West Virginia State Society of Washington, D.C.
- Abbreviation: WVSS
- Formation: 12 September 1914
- Founder: David W. Gall
- Type: Non-Profit Organization
- Headquarters: Washington, D.C.
- Website: www.westvirginiastatesociety.org

= West Virginia State Society =

U.S. nonprofit organization

The West Virginia State Society of Washington, D.C. (WVSS) was founded for those who live in the Washington, D.C. metropolitan area and have West Virginia connections. WVSS is a non-profit organization that hosts opportunities for West Virginians located in Washington, D.C., to gather, socialize, and create a strong identity in the city.

==History==
Founded on September 12, 1914, the Society's first president was David W. Gall. Among the 78 original members were U.S. Senators, Nathan B. Scott and Davis Elkins. In 1939, State Societies began to coordinate events and in the late forties organized a Conference of State Societies. On April 3, 1952, Congress formally created the Conference of State Societies.

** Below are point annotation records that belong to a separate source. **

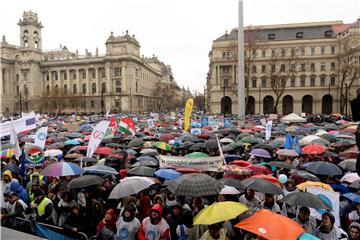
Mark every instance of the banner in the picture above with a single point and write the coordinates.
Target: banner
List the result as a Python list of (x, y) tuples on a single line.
[(330, 198), (97, 135), (201, 163), (40, 137), (25, 123), (268, 130), (188, 108)]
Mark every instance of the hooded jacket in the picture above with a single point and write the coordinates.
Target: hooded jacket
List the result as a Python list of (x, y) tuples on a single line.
[(22, 193), (160, 231)]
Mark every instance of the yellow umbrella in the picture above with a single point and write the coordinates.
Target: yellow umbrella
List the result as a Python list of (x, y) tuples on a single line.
[(306, 184), (219, 212)]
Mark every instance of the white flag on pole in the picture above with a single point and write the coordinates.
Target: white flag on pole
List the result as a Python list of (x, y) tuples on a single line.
[(97, 135), (40, 137)]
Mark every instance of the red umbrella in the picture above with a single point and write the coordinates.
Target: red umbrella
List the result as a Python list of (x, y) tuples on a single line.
[(314, 149)]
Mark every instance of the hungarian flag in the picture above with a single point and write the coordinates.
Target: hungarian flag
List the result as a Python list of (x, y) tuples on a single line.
[(127, 126)]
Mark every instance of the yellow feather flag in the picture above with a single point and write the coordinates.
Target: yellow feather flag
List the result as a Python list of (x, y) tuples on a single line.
[(188, 108)]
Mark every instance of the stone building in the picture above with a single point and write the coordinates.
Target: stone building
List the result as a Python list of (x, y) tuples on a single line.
[(302, 68), (60, 80)]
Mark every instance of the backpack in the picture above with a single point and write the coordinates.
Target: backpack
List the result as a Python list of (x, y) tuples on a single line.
[(182, 233)]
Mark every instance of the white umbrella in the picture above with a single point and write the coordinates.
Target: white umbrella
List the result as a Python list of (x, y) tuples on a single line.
[(129, 186), (227, 190)]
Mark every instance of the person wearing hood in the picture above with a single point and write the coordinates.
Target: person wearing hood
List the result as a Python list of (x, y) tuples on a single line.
[(128, 225), (15, 186), (109, 221), (154, 226), (328, 230)]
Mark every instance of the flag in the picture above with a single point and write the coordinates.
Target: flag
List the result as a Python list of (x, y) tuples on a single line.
[(188, 108), (296, 145), (97, 135), (127, 126), (40, 137), (288, 142), (268, 130)]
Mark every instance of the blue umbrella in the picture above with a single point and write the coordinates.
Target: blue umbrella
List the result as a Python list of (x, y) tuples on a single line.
[(168, 174), (72, 142)]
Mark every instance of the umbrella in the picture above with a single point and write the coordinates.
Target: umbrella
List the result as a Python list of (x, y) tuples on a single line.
[(149, 152), (304, 199), (142, 171), (129, 186), (313, 149), (323, 168), (84, 181), (306, 184), (258, 152), (163, 146), (61, 169), (282, 165), (261, 185), (100, 169), (287, 152), (269, 225), (228, 190), (195, 185), (168, 174), (196, 154), (350, 177), (219, 212)]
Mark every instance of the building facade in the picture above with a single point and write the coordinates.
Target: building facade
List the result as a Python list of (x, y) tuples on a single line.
[(60, 80), (301, 68)]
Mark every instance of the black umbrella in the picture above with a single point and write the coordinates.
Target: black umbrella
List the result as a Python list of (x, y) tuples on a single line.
[(195, 185), (304, 199), (261, 185), (84, 181), (282, 165), (324, 168), (142, 171)]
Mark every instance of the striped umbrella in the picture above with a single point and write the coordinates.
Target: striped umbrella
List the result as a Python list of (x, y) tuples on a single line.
[(61, 169)]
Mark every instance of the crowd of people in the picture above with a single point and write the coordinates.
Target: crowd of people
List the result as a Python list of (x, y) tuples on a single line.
[(158, 213)]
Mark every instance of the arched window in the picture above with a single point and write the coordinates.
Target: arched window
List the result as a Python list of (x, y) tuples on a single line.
[(93, 88), (84, 88)]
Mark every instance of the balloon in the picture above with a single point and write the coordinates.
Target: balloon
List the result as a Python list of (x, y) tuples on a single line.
[(282, 178)]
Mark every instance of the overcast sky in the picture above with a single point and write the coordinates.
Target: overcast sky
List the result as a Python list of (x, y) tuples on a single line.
[(179, 32)]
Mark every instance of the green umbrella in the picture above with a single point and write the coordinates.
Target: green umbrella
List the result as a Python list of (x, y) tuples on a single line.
[(196, 154)]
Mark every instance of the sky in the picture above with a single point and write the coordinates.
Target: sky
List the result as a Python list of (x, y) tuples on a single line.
[(178, 32)]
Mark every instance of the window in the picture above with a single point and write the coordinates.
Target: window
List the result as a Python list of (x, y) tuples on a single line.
[(93, 88), (263, 82), (263, 68), (312, 81), (292, 81), (74, 89), (332, 66), (84, 88), (322, 66), (299, 35), (302, 81), (312, 67), (117, 72), (118, 86), (332, 81), (322, 81), (312, 51), (282, 68), (253, 83), (271, 36), (253, 68)]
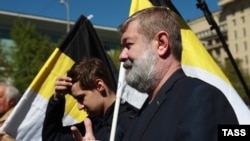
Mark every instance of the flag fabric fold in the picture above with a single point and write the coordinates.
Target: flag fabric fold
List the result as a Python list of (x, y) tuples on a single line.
[(197, 62), (26, 120)]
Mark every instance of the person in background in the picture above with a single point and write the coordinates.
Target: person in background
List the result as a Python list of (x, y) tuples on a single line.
[(9, 97), (91, 84), (178, 108)]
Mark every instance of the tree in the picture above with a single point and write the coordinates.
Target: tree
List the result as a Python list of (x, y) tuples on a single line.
[(4, 66), (29, 53)]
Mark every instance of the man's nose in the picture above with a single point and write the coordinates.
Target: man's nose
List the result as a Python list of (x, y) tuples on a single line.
[(123, 55)]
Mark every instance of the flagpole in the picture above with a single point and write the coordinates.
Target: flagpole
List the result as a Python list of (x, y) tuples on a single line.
[(67, 12), (203, 6), (120, 89)]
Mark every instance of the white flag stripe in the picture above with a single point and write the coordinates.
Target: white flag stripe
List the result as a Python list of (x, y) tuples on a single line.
[(28, 117), (240, 108)]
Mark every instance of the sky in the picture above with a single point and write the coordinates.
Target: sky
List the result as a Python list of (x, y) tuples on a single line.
[(105, 12)]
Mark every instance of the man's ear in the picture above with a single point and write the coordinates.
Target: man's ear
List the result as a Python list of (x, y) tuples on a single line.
[(12, 102), (100, 85), (163, 43)]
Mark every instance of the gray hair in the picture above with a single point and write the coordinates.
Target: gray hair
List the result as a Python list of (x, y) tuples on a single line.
[(155, 19)]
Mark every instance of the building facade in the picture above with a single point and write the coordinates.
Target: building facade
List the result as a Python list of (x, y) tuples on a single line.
[(54, 28), (233, 21)]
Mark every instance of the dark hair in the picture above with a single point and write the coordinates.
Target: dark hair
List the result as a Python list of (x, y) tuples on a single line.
[(88, 70)]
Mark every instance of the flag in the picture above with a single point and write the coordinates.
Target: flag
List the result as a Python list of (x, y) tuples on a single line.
[(26, 120), (197, 62)]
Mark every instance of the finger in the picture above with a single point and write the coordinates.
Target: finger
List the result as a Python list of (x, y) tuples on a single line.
[(76, 133), (89, 135)]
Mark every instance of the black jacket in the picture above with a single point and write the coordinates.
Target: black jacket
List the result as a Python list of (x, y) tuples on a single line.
[(53, 129), (185, 109)]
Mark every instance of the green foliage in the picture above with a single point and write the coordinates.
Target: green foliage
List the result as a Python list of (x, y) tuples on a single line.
[(4, 65), (30, 52), (229, 71), (114, 54)]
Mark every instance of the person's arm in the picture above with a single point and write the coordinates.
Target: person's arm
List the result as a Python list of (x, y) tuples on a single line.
[(53, 126)]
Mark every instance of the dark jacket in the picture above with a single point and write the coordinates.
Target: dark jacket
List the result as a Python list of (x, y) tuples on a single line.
[(185, 109), (53, 129)]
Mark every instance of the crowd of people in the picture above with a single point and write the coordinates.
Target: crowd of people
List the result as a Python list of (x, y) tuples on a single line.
[(178, 108)]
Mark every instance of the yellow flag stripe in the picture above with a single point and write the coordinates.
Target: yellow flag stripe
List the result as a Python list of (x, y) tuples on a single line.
[(59, 63)]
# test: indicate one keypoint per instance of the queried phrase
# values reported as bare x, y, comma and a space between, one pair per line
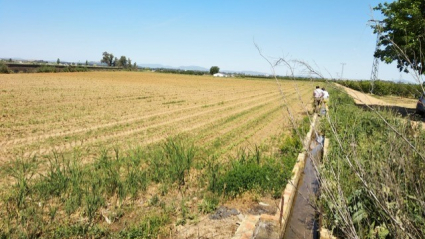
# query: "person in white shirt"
317, 95
325, 98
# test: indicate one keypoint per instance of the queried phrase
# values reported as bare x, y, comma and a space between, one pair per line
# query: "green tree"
402, 34
129, 63
122, 61
108, 58
214, 69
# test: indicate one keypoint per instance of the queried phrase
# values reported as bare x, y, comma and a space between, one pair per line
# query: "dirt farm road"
404, 108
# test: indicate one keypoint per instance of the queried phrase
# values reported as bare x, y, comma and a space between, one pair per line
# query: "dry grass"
41, 113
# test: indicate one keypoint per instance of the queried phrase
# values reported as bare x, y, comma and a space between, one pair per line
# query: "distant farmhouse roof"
220, 75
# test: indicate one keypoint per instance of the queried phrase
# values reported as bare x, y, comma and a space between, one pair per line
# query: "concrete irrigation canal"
303, 222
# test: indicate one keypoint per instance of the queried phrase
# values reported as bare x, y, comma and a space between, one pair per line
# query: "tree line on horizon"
111, 60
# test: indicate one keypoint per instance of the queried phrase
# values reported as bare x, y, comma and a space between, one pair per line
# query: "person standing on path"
317, 94
325, 98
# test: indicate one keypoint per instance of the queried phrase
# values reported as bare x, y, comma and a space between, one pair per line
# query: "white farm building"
219, 75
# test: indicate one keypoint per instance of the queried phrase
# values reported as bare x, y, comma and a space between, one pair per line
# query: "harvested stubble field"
84, 114
42, 113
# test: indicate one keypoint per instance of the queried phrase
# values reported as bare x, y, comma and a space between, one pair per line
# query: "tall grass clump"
173, 161
4, 69
253, 171
372, 178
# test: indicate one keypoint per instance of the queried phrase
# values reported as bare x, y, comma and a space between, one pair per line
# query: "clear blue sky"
202, 33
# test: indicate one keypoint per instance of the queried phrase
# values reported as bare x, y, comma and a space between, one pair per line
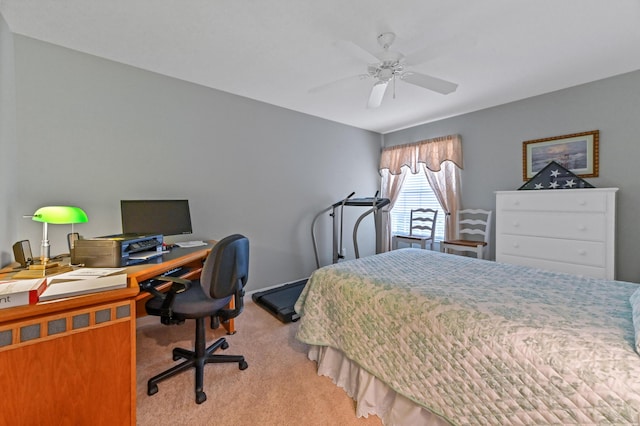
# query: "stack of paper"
21, 292
61, 287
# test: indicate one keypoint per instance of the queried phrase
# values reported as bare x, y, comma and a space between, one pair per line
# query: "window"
415, 193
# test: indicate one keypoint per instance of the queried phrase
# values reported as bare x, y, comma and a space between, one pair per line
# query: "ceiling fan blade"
377, 93
356, 51
430, 83
341, 82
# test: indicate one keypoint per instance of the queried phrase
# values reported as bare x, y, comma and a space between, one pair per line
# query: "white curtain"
441, 158
390, 188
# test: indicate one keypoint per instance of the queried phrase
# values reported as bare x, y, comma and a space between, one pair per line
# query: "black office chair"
224, 276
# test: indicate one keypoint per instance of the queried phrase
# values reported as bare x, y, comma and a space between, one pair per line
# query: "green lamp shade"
60, 215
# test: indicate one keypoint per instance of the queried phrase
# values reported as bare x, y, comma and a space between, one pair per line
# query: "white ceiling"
275, 51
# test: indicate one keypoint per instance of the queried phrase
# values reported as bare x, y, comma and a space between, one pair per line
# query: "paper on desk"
61, 289
185, 244
85, 273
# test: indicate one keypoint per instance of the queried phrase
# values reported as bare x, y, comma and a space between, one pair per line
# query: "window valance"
431, 152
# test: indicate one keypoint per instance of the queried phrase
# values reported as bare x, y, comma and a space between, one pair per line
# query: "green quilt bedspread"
479, 342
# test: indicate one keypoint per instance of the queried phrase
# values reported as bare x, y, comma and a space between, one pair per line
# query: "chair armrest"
178, 285
238, 296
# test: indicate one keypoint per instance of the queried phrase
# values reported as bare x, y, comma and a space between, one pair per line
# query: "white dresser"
564, 230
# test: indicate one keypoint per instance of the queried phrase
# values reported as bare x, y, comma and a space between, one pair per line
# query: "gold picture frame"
577, 152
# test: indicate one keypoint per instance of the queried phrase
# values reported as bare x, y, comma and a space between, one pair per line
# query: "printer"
112, 251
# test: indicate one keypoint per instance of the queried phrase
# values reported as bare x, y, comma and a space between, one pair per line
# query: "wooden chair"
473, 231
422, 221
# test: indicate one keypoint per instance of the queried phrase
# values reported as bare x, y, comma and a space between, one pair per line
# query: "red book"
21, 292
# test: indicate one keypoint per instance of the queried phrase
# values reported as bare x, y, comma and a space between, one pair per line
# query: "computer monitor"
153, 217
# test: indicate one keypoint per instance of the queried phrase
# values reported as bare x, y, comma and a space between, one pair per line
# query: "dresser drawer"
557, 250
579, 200
574, 226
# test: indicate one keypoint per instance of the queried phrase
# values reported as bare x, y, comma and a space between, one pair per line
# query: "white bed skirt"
372, 396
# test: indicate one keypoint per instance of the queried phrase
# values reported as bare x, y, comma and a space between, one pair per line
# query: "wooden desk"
70, 361
73, 360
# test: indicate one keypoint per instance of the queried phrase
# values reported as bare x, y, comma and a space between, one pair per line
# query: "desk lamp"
56, 215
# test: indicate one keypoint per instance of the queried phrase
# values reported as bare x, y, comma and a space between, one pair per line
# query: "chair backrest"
423, 220
226, 269
474, 224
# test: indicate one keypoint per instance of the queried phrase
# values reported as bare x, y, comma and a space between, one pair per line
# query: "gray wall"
492, 143
91, 132
7, 143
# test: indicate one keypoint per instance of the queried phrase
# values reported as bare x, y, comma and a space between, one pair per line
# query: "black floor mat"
279, 301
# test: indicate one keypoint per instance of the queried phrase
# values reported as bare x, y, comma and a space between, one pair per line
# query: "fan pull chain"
394, 87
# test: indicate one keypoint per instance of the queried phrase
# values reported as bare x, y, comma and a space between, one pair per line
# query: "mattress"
478, 342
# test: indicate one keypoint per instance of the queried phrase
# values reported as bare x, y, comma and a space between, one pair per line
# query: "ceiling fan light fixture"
377, 93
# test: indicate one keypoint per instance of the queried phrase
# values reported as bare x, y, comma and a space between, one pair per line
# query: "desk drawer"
573, 226
557, 250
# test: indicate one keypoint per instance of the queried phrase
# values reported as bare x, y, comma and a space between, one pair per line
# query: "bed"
422, 337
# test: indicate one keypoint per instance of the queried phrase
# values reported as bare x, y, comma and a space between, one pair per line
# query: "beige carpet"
280, 387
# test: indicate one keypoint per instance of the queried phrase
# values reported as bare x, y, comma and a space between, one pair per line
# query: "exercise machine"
375, 205
280, 301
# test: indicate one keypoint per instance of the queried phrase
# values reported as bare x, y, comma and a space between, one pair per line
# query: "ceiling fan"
386, 67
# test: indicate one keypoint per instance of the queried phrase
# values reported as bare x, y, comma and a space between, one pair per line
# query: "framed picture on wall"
578, 152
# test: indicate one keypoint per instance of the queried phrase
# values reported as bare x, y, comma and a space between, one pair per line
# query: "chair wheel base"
152, 390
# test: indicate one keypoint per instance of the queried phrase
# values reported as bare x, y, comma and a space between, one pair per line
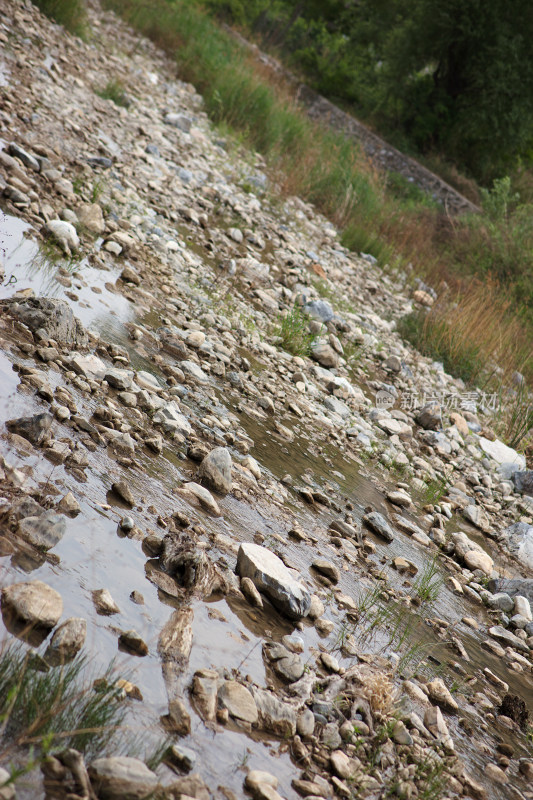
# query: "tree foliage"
452, 75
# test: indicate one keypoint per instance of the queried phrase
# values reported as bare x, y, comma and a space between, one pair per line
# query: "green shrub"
72, 14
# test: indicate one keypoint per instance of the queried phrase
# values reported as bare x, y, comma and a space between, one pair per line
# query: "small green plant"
114, 91
515, 424
55, 707
293, 330
430, 775
428, 583
97, 190
77, 184
435, 490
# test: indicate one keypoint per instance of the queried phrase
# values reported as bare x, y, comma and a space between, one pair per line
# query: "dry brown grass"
474, 332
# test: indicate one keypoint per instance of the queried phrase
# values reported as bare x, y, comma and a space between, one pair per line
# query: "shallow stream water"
95, 554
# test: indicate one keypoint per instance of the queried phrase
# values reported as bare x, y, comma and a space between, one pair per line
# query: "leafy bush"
71, 14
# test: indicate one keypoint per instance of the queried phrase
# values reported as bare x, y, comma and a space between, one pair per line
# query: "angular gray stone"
204, 496
502, 601
28, 160
523, 482
53, 316
430, 417
91, 217
172, 420
104, 603
239, 701
194, 370
68, 639
327, 568
44, 531
274, 715
519, 540
122, 778
34, 429
477, 516
377, 523
272, 577
90, 366
325, 355
33, 602
64, 234
215, 470
287, 665
204, 690
503, 635
320, 310
119, 378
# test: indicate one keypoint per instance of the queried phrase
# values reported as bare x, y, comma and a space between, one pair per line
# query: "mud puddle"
94, 553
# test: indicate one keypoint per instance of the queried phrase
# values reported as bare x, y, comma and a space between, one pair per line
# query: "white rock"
271, 576
204, 496
501, 453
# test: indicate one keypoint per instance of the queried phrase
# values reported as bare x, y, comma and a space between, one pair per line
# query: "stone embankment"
380, 152
313, 573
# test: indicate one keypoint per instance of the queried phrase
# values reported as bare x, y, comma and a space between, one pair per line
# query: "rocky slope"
316, 570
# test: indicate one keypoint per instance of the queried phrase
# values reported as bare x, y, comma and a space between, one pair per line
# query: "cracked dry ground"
249, 534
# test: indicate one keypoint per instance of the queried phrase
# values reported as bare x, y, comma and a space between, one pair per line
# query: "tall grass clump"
379, 216
471, 332
515, 419
294, 334
72, 14
56, 707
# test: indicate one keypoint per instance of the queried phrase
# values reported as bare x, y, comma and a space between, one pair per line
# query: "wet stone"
378, 524
204, 690
53, 316
215, 470
275, 716
182, 757
34, 429
122, 778
250, 592
439, 694
104, 603
430, 417
272, 577
327, 568
122, 489
44, 531
33, 602
67, 641
288, 666
238, 700
131, 642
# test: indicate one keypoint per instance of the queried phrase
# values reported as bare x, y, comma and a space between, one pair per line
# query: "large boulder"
54, 317
44, 531
501, 453
518, 538
472, 553
67, 641
215, 470
122, 778
33, 602
34, 429
378, 524
238, 700
523, 482
513, 586
271, 576
430, 417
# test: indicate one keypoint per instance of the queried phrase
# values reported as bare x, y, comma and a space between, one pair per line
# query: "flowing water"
94, 553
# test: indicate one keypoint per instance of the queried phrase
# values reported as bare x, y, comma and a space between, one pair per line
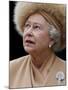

The West Virginia State Society was led by U.S. Senator Robert C. Byrd in 1963. On July 5, 1968, the name of the Conference was changed to the National Conference of State Societies. WVSS is a member of the NCSS.

Four past Presidents of the National Conference of State Societies have been members of the West Virginia State Society of Washington, D.C. Additionally, the Society has been honored with a dinner with President of the United States of America in 1978, and has received the Haines Award from the NCSS in 1977–78.